There has been a changing of the guard at one of the Valley's largest Jewish organizations.
The Jewish Community Relations Council, an organization under the umbrella of the Jewish Federation of Greater Phoenix, has hired Michelle Steinberg as its executive director after Cathy Wolf left the position in August to move out of the country.
The JCRC works to mobilize the Jewish community to educate the larger and more secular community about issues affecting Valley Jews.
Among the many tasks of the JCRC are to oversee several committees that relate to specific issues, educate current community members and bring nonpracticing or unaffiliated Jews into the Jewish community.

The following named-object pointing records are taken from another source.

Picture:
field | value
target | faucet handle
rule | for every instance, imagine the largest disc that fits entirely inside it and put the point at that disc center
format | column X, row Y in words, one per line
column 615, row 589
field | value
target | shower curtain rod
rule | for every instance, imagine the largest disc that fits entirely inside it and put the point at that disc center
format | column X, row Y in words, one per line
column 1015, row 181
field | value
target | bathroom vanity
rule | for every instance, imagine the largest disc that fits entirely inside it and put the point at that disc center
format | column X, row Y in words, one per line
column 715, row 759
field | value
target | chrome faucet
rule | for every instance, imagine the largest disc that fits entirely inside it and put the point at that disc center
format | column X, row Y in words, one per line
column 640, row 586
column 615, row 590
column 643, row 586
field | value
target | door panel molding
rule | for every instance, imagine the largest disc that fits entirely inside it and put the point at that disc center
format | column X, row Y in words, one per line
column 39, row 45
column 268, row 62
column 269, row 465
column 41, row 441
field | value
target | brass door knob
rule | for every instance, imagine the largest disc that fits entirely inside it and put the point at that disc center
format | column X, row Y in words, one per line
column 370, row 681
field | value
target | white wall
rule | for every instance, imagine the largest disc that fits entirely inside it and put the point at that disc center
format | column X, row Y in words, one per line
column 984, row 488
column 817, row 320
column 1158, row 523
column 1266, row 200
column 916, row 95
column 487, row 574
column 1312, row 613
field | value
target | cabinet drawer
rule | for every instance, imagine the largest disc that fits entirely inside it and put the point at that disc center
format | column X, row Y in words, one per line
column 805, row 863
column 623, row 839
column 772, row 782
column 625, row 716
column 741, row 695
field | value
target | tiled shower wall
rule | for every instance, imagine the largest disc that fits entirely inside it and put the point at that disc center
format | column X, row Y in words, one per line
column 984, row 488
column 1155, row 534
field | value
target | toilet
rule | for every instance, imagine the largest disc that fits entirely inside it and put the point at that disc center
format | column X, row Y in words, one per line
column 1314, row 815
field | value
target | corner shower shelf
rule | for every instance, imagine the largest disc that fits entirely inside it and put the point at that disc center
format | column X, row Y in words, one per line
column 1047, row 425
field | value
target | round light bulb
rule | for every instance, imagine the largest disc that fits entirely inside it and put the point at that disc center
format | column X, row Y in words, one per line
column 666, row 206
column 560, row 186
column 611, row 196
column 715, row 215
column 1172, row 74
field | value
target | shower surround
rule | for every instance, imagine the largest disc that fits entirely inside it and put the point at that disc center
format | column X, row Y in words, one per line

Steinberg started Sept. 7 with the JCRC and says that she sees the new position as a great opportunity to make a strong and lasting impact.
She recently served as chairwoman to the Joint Task Force on Religion in Public Schools, a committee of the JCRC, and has otherwise held many community service or volunteer positions in the Valley.
For 10 years, she was with Kids Voting Arizona as both education and executive director, and also served as the director for the Jewish Association of Singles Services (JASS), in addition to lobbying within the state and nationally for education, health and child welfare issues.
"The opportunity to be able to do professionally what my true love was as a volunteer was an opportunity I just couldn't pass up," Steinberg says.
But beyond mobilizing the community, she wants the JCRC to be an organization known and respected for increasing action and decreasing indifference.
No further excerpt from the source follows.